Aku mengerjitkan alisku, dan bertanya-tanya
dalam hati. Apakah dia orang jahat? Apakah dia penculik orang? Apakah dia
perampok? Sangat banyak pertanyaan negative tentangnya yang tak perlu jawaban
karena aku pasti sudah tau jawaban yang aku butuhkan. Aku mengambil nafas
panjang, dan orang itu masih melihat ke arahku. 1… 2… 3… aku lari seribu
langkah menjauhinya menuju kamar apartemenku. Sesekali aku menoleh ke belakang
dan kulihat dia tetap pada posisinya tak berpindah sedikitpun dan orang itu
tetap melihat kearahku.
Aku sampai di depan pintu apartemenku, dan
aku masih melihatnya yang tak bergerak karena jarak antara kamar apartemenku
dengan lift tak begitu jauh masih terjangkau oleh mata, nafasku mulai habis,
peluh bercucuran, tanganku yang gemetar memencet kata sandi pintu apartemen.
Dan klik.. pintu kamar apartemenku terbuka, segera aku masuk ke apartemen dan
menguncinya rapat-rapat.
***
Kriiiiiiiiiuuuuyuuuuuuuuuuuuuuk…
Suara perut kosongku berbunyi minta diisi,
untuk malam ini aku harus pergi keluar mencari makan, seperti biasanya.
Ku bungkus tubuhku dengan mantel tebal, ku
lilitkan syal ke leherku, syal satu-satunya yang kumiliki, di luar pasti
udaranya sangat dingin dan aku tak tahan dengan udara dingin.
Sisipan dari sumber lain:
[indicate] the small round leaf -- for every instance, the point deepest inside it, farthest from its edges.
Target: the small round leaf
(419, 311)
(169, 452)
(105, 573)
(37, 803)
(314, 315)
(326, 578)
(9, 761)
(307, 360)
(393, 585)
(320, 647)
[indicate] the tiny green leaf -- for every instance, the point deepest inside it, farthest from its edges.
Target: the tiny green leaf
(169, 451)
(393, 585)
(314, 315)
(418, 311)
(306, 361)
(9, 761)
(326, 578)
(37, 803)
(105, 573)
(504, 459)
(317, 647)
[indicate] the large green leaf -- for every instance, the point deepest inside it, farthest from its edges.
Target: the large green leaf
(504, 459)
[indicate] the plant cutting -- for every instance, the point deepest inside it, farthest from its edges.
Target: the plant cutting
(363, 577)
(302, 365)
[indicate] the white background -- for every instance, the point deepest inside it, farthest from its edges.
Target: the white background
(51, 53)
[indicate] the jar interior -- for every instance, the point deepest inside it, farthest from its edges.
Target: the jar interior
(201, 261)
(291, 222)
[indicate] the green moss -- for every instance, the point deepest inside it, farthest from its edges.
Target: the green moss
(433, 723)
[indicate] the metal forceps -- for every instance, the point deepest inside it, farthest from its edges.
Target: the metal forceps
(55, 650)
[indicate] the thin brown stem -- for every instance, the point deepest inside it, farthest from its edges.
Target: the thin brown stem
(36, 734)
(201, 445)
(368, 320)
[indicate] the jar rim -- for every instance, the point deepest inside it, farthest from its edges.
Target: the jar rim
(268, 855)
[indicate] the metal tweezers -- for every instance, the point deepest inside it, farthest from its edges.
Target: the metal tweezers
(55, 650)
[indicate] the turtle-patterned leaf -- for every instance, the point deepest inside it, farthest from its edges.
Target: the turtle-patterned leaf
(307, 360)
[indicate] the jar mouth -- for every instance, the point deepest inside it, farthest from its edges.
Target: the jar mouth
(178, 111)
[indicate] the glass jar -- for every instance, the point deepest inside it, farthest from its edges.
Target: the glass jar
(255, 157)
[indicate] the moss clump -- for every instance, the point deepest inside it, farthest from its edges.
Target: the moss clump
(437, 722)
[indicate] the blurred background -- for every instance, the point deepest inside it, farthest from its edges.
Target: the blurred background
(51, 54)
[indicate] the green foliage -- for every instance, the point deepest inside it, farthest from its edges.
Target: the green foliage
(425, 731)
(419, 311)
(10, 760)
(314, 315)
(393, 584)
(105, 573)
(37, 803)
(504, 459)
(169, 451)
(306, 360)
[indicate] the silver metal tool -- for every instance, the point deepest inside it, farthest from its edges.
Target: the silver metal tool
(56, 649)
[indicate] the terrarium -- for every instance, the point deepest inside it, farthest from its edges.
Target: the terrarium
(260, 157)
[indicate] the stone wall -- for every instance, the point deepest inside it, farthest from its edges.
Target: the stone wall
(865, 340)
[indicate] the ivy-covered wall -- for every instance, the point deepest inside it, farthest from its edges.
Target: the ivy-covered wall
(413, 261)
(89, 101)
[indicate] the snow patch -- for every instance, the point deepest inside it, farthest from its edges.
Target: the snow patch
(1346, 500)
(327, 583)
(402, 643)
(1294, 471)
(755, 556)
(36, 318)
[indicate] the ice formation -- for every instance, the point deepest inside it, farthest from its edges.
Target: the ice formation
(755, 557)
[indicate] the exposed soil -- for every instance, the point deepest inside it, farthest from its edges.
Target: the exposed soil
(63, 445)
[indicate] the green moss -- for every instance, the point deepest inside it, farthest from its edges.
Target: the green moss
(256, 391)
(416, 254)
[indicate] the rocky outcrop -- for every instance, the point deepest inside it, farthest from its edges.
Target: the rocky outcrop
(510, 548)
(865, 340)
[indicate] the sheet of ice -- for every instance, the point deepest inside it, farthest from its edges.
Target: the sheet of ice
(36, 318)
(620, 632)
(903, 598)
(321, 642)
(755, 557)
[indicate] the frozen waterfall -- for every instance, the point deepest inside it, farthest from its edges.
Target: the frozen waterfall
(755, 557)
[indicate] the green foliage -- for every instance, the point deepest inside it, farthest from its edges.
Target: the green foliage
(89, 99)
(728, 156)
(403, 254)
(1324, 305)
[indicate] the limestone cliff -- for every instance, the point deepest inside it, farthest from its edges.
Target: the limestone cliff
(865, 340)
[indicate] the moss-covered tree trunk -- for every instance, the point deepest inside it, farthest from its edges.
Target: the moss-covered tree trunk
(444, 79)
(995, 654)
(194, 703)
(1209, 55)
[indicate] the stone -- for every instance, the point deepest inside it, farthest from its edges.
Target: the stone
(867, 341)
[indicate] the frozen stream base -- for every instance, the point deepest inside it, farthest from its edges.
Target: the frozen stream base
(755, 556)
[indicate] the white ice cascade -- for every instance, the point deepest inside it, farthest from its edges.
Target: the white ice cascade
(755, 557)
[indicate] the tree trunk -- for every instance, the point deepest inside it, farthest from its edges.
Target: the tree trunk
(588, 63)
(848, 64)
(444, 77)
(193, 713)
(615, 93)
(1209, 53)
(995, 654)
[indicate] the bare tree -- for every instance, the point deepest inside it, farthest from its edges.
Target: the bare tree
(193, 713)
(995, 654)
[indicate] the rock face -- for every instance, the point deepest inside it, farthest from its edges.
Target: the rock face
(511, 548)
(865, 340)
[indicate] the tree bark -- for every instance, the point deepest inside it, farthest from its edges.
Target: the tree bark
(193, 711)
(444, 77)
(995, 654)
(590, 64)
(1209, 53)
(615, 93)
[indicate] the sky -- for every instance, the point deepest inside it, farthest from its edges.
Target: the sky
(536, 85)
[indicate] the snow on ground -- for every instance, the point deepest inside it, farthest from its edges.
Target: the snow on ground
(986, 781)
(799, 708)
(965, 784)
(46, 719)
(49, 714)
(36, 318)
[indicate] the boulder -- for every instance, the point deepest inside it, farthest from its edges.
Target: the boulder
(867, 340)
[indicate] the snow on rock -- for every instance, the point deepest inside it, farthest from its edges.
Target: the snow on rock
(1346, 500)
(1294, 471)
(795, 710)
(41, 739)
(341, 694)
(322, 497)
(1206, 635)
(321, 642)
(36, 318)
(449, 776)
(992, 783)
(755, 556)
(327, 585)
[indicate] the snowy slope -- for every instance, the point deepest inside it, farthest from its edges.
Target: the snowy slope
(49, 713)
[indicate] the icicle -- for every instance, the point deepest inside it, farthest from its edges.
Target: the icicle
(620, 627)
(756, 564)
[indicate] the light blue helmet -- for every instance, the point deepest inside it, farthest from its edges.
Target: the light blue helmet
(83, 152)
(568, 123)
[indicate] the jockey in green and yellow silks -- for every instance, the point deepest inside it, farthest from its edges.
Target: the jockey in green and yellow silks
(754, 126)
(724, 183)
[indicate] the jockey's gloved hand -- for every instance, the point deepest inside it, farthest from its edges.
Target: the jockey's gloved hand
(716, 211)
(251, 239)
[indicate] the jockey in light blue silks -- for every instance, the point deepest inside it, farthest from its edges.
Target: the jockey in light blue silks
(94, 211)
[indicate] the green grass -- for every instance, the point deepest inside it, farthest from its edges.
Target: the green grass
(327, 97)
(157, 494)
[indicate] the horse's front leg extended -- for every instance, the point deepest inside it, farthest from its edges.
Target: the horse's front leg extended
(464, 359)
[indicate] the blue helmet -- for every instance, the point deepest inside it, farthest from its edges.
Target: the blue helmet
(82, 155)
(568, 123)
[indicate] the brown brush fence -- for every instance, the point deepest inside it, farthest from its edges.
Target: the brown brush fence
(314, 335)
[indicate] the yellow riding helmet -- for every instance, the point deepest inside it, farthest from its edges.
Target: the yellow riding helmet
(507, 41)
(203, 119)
Aku menunggu pintu lift terbuka, dan yap… tak
perlu waktu lama pintu lift terbuka untukku. Tapi bukan rasa senang yang
menghampiriku, tapi rasa terkejut yang datang padaku. Bagaimana tidak terkejut,
aku melihat orang yang beberapa hari lalu membuat bulu kudukku merinding,
sekarang berada di depanku lagi. Persis saat pertama kali kejadian itu terjadi.
Aku ragu untuk masuk ke dalam lift tapi lapar diperut tak bisa aku tahan.
Aku melangkah memasuki lift, dengan penuh
keraguan, ketakutan, dan kecurigaan kepada orang itu. Aku berdiri menjauh
darinya, berharap pintu cepat terbuka di lantai dasar. Rasanya waktu kejadian
berlangsung menunggu waktu 10 detik seperti sentengah abad lamanya.
3, 2, 1.. pintu lift terbuka. Aku bisa
bernafas lega, aku segera melangkah keluar dari dalam lift begitu juga
dengannya. Di saat di dalam lift, kau tau seperti apa? Seperti kau sedang
berada di kuburan tanpa jangkrik, sepi, dingin, hanya aroma parfumnya yang
tercium olehku. Dan aromanya tak seaneh penampilannya.
Melangkah menyusuri jalanan yang ramai, dan
tetap selalu menoleh ke belakang. Aku takut ada seseorang yang mengikutiku
terutama orang aneh itu, parno dikit.
***
Matahari tepat 90 derajat bertengger di sana,
di tempatnya. Dan masih banyak bunga di keranjang sepedaku yang siap ku antar
ke pelanggan. Hari ini cuacanya sangat panas, tak seperti biasanya. Ku kayuh
sepeda ontelku, ke tempat tujuan, berharap bunga yang ada di keranjang sepedaku
habis terantar.
“Panasnya hari ini”, kataku dalam batin
sambil sesekali mengipas-ngipaskan topi yang ada di tanganku di beranda tokoku.
Kringggggg kringgggg
Teleponku berbunyi.
“Halo, toko bunga Akira disini”, sapaku
Tak ada jawaban, persis seperti yang ku alami
tiap harinya, selalu saja ada orang iseng yang mengerjaiku.
“Halo”, sapaku lagi
Dan tetap saja tak ada suara di ujung telepon
sana. Kututup teleponnya, kembali ku sandarkan tubuhku yang lelah ini. Mengurus
toko tak semudah yang kau bayangkan, apalagi toko bunga, kau harus mengantarkan
pesanan-pesanan bunga tepat waktu dan jika lewat tak ada lembar rupiah yang aku
dapat. Untuk saat ini memang tak ada yang membantuku mengurus toko bungaku, karena
kakak sepupuku yang biasanya membantuku sedang ada urusan dengan keluarganya.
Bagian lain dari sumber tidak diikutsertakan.